This article is part of The Month Of Delay at the Real World Worship blog. All throughout the month of March we will be looking at different aspects of the delay effect in worship music.
MODEL: Belle Epoch Tape Delay
DO I OWN IT?: No
WHAT IT IS: The Belle Epoch (Wonderful Era or something like that) is Catalinbread’s attempt to digitally recreate the vintage Maestro Echoplex (EP-3) that was used by many classic guitarists such as Jimmy Paige both for it’s delay effect, and it’s pre-amp circuit that acted as a light overdrive or tone booster. To that end the BE not only features delay, but an analog pre-amp circuit. It is also designed to be able to before your dirt pedal or a dirty amp setting just like the original EP-3 did. This is different from most delays who have a recommended placement after the gain pedals or in a dirty amp’s effects loop.

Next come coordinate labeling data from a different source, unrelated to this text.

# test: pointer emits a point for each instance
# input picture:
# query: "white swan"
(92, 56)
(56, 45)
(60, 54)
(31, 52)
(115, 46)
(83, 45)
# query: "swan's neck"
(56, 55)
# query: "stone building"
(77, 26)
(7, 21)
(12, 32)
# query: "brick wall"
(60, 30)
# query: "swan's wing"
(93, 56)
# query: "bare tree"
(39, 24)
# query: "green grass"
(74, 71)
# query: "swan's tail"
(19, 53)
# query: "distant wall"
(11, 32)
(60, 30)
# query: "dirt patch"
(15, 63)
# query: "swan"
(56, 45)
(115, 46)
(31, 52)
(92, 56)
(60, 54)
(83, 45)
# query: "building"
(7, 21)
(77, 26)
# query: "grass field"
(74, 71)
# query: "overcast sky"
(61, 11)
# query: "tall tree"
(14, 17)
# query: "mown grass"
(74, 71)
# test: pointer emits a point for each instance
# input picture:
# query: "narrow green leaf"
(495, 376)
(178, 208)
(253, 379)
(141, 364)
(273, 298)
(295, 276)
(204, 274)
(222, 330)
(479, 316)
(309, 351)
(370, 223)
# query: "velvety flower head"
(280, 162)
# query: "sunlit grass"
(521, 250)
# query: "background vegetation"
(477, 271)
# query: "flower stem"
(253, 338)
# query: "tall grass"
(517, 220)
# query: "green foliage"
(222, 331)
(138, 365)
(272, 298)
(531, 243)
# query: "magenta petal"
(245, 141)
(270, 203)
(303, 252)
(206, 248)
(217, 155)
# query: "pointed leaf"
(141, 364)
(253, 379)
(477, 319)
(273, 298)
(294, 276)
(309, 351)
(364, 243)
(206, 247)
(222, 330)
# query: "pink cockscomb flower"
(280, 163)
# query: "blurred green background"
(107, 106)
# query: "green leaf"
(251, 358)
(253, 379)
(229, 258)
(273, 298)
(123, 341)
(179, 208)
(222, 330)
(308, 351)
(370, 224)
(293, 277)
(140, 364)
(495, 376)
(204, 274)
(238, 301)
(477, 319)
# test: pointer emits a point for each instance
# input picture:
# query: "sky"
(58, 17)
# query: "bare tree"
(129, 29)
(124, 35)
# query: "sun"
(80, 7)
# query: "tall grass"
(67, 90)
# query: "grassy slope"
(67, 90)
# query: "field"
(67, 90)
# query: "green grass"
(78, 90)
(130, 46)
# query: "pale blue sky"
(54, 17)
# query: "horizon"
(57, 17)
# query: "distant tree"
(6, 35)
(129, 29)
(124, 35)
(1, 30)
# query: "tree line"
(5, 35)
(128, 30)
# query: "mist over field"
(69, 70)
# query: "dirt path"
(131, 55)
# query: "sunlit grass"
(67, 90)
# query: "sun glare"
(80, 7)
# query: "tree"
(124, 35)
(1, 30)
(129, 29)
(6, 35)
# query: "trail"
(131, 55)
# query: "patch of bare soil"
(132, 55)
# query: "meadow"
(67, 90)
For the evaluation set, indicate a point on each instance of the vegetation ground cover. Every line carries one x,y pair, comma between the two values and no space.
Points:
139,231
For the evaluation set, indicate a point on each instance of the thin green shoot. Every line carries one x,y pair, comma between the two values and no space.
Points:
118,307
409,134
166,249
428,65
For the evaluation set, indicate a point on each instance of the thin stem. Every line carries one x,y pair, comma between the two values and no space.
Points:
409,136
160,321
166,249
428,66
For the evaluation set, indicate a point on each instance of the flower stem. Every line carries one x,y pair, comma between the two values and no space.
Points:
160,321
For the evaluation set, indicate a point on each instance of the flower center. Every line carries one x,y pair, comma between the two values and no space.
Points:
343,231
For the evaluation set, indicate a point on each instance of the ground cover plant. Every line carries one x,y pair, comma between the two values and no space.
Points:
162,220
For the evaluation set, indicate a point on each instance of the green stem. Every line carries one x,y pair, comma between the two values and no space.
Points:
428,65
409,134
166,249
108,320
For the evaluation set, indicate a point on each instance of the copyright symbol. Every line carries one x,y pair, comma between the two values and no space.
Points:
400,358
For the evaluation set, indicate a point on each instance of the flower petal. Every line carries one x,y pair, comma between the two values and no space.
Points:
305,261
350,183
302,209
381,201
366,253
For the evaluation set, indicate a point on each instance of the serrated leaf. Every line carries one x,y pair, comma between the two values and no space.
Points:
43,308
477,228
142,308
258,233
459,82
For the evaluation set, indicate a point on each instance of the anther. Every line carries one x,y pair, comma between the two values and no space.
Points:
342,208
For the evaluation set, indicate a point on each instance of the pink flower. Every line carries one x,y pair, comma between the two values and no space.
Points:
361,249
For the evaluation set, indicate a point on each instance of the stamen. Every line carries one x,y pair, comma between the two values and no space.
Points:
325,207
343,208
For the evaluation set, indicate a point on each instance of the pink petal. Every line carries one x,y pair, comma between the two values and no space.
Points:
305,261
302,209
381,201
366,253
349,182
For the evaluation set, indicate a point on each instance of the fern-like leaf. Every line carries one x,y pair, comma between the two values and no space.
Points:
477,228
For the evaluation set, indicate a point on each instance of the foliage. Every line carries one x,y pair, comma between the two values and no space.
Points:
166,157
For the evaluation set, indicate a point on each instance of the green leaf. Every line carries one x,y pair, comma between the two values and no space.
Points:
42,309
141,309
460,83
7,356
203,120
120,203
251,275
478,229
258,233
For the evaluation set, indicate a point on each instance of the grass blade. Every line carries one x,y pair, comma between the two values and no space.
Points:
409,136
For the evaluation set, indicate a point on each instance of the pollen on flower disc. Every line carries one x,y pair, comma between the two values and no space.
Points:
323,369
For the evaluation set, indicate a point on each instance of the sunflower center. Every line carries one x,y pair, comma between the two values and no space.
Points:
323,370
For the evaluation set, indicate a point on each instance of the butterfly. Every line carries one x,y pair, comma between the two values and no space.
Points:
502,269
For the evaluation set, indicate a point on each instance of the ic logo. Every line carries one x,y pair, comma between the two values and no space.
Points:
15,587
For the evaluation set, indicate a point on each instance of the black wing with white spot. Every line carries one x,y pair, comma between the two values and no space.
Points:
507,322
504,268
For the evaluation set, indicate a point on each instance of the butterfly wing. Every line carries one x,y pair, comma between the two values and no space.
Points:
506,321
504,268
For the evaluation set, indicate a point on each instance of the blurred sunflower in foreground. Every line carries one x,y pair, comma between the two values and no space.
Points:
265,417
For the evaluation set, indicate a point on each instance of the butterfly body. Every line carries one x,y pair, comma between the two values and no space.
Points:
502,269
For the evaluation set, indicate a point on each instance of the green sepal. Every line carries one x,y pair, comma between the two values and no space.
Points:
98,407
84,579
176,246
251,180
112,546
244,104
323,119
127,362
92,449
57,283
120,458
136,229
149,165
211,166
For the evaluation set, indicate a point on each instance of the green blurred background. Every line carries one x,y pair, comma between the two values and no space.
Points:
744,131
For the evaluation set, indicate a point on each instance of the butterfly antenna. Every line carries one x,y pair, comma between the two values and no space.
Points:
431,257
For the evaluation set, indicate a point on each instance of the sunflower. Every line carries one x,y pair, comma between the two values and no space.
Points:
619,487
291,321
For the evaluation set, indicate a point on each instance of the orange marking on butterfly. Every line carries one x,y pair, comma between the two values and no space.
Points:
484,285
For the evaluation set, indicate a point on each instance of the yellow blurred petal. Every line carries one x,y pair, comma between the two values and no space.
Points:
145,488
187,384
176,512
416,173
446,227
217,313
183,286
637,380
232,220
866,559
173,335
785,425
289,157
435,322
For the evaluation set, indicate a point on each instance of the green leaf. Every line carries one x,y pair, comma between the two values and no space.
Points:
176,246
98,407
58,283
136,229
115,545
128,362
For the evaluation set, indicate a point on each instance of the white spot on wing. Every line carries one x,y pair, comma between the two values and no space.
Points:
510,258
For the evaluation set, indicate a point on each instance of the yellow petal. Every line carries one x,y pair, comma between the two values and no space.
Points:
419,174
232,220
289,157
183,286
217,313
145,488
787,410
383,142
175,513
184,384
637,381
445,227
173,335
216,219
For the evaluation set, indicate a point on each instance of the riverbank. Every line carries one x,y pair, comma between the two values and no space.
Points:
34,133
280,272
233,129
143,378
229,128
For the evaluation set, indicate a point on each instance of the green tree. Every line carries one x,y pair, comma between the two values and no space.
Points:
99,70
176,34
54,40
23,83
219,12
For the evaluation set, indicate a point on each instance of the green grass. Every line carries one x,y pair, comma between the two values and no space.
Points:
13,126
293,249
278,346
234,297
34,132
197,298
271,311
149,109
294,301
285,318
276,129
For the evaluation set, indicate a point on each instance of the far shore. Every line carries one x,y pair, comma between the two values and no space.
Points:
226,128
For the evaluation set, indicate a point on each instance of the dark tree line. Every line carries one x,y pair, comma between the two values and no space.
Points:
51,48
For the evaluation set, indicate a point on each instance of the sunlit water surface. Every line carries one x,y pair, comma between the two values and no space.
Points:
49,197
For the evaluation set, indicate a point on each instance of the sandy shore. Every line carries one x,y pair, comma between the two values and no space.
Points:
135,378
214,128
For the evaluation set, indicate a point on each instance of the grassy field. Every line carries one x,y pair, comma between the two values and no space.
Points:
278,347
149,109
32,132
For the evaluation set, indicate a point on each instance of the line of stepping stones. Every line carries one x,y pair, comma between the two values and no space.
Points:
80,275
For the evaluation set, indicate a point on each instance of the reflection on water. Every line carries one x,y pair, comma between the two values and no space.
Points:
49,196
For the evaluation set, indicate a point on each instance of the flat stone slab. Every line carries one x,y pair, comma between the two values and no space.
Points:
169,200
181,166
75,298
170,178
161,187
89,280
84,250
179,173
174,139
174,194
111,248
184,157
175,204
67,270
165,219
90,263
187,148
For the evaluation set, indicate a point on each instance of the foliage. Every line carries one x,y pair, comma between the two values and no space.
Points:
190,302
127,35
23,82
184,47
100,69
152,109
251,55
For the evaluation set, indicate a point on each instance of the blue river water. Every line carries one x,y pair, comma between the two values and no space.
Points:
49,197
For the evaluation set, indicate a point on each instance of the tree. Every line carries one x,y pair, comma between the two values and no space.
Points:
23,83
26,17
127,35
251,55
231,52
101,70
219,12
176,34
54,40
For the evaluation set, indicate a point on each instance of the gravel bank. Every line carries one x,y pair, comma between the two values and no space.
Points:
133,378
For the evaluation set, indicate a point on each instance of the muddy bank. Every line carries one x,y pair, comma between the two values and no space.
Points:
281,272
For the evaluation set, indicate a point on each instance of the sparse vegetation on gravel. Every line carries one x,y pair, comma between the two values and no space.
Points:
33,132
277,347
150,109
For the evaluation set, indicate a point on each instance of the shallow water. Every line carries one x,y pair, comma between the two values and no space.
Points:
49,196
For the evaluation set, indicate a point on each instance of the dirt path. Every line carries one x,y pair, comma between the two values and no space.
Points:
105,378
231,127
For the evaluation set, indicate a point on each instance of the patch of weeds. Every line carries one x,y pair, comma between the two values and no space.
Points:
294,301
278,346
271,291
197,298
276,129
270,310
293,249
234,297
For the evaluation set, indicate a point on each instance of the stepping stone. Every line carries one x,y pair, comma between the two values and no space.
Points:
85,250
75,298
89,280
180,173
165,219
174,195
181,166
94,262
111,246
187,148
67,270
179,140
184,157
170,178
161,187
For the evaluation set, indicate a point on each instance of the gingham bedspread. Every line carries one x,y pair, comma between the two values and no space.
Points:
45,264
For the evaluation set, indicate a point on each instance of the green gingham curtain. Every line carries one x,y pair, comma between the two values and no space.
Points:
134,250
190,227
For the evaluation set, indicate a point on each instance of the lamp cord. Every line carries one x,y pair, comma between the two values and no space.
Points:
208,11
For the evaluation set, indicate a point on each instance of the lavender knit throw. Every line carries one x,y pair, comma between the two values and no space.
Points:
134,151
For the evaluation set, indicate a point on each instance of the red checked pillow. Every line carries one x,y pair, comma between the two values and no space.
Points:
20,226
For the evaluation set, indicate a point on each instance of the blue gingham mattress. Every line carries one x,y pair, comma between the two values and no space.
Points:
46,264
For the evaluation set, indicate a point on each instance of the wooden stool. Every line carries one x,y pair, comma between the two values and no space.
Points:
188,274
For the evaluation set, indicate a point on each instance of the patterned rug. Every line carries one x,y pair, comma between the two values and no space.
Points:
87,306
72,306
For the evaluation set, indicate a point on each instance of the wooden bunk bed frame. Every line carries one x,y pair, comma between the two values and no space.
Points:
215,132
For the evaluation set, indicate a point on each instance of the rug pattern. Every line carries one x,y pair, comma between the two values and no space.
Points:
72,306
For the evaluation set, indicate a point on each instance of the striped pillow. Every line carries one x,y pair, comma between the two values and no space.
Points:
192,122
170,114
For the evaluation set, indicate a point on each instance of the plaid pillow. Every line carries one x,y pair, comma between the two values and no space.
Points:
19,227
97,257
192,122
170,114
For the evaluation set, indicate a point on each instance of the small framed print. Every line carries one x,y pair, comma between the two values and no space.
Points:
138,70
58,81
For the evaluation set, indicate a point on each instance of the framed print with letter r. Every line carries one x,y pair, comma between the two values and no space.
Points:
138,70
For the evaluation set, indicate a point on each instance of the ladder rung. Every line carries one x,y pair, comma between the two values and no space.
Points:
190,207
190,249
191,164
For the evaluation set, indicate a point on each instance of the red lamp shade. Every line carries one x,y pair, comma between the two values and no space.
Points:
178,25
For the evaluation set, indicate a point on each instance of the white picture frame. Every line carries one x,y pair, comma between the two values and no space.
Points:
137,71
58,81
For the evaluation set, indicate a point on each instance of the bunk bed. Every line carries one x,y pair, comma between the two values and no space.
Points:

This is the first review that I will write which will be almost entirely negative. Up until now, every review has been positive. It’s not that I ignored a pedals flaws or that I didn’t acknowledge when a pedal had issues, but even then, even if a pedal didn’t work well for me, or a in most worship settings, it didn’t mean that it was a bad pedal. The BE is something different.
Let me start off by saying that it doesn’t sound bad per say. I wish it did sound bad because it would make the writing easier. But does it sound like a tape delay, specifically an Echoplex style one? Is it worth the high price point of $200 for a pedal that only does one trick, and in my opinion, doesn’t do it well? You be the judge.
PROS: Catalinbread designed the BE to go in front of a dirty amp or gain pedals just like the Echoplex would have back in the day. That’s a really useful design feature and one that I wish more delays would implement. It also has tried to capture the tone sweetening qualities of the EP-3, although if this was all you want, the Xotic EP booster is pedal for you.
One of the really great things about this pedal is that they made it in a size that is friendly to smaller pedalboards. You can put this pedal on your rig without kicking 3 other pedals off.
The final pro is that you can choose between running it at 9 or 18v. I love that option. I’m a big fan of 18v in pedals. I run my plimsoul at 18v and my Moonshine, Superbolt and Deep Six all have internal charge pumps to get 18v which I think helps make those pedals. Admittedly I’ve only played the BE at 9v. I’ve heard from some that running at 18v makes a huge difference but none of the 18v demos I’ve seen on YouTube indicate that for me.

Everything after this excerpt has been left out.